ALCOHOL USE DISORDER IN ADOLESCENTS
Does your child need an adolescent alcohol use treatment program? Statistics about teen drinking from the Center for Disease Control are alarming. Not only is alcohol the most commonly misused substance among Americans aged 12 to 20, but it is most often consumed via binge drinking, accounts for 11% of the alcohol consumed in the United States, and leads to tens of thousands of emergency room visits each year. Experts also agree that underage drinking habits influence one’s likelihood of abusing alcohol later in life — the younger an individual is when they are first exposed to alcohol, the higher chance they have of developing a substance use disorder as an adult.
In addition, the United States’ legal drinking age of 21 was not an arbitrary choice. The age was set based on medical professionals’ evaluation of brain development — estimates placed 21 as the age at which the brain has completed most of its growth and change. Drinking alcohol, particularly binge drinking before the age of 21, can have a significant impact on the parts of the brain that haven’t finished growing, potentially contributing to the increased risk of use disorder and limiting overall development. If an adolescent is exhibiting signs of having an unhealthy relationship with alcohol, it’s important to seek treatment as soon as possible to limit the harm that alcoholism or alcohol use can have. Our adolescent alcohol use treatment program can help your child.
ALCOHOL USE DISORDER
Although not typically labeled as such, alcohol is a type of drug. It is an addictive, psychoactive substance that results in altered brain function when ingested. Alcohol falls into a category of drugs called depressants — not because they make you feel depressed, but because they “depress” or dampen your nervous system. When you drink alcohol, your brain’s functions generally decrease. This results in the typical signs of being drunk — slowed reaction times, memory loss, poor mood modulation, lack of inhibition, slurred speech, and dulled senses.

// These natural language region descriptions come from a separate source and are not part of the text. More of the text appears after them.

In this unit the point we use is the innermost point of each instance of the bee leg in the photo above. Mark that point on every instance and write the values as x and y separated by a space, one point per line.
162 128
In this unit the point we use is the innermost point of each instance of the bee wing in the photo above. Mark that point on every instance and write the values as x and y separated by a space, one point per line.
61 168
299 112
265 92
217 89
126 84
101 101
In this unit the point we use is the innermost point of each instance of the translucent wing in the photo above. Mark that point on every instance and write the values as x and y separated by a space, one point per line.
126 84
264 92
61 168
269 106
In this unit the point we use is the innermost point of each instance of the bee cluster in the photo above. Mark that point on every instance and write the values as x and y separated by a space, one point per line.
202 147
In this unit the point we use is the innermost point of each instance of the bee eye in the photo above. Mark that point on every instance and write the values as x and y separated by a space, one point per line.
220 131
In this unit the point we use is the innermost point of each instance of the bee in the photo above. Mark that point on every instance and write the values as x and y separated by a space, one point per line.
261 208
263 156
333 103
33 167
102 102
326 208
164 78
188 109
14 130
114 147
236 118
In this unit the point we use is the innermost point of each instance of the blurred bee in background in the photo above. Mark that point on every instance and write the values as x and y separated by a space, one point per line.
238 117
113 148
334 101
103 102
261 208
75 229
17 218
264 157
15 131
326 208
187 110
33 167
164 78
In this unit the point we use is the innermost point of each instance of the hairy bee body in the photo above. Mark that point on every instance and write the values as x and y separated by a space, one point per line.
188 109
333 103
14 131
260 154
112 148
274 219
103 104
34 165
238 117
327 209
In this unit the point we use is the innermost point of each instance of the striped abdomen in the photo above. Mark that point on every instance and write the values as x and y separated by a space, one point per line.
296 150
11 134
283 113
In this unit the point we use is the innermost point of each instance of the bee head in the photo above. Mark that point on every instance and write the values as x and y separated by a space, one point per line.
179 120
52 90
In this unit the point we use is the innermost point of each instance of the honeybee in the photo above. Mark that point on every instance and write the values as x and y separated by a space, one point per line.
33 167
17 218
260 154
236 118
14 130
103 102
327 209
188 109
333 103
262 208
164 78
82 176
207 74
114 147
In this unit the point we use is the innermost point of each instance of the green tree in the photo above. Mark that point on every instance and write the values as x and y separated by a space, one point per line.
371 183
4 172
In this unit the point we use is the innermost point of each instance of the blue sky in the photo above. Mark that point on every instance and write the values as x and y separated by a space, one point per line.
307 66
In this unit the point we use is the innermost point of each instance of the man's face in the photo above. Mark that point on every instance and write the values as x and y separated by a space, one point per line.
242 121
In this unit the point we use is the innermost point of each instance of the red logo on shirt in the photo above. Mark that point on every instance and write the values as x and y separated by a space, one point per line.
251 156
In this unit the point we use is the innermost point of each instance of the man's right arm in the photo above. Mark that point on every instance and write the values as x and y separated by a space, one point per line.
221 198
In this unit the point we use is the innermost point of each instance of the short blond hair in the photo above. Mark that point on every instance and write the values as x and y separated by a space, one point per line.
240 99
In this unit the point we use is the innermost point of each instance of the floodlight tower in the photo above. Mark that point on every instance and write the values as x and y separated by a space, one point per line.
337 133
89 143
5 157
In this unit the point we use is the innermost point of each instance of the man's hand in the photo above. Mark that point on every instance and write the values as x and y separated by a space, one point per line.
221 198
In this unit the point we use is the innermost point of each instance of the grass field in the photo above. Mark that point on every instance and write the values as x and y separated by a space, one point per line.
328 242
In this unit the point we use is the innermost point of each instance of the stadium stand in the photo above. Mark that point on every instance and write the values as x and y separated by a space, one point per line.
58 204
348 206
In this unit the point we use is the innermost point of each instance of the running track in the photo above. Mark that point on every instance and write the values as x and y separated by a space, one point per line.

But alcohol does stimulate two critical chemicals in the brain: GABA and dopamine, which contribute to the calm, pleasurable, and rewarding parts of being drunk. The increase in these chemicals is what makes alcohol so addictive. Over time, repeated use of alcohol (particularly binge drinking) causes your brain to crave the heightened levels of GABA and dopamine that alcohol artificially creates. What’s more, continued drinking can lead to developing a higher tolerance for alcohol, which means you’ll need to drink more before you can feel the same levels of pleasure from being drunk. As you drink more, your brain continues to become ever more reliant on alcohol to feel calm or happy. This is called a dependence, which quickly turns into an alcohol use disorder as cravings become stronger, and periods between being drunk become harder to bear.
SIGNS OF ALCOHOL USE DISORDER
Since alcohol is considered a very normal part of modern culture, it can be difficult to discern whether someone has an abusive relationship with alcohol or not. Often, those who are struggling with an alcohol use disorder will drink under the guise of social engagements or will hide their heaviest drinking from friends and family. This is particularly true among adolescents, who can be under a lot of social pressure to drink to the point of intoxication. Young people tend to romanticize heavy drinking, equating it with enjoyment, success, or popularity. Speaking up when you are uncomfortable about your own or someone else’s drinking habits can be tough to do as a teen, so it’s important to ensure they have a safe, approachable place to voice their concern. At Stonewater, we want you to know that seeking help for an alcohol use disorder might very well save the life of yourself or your loved one.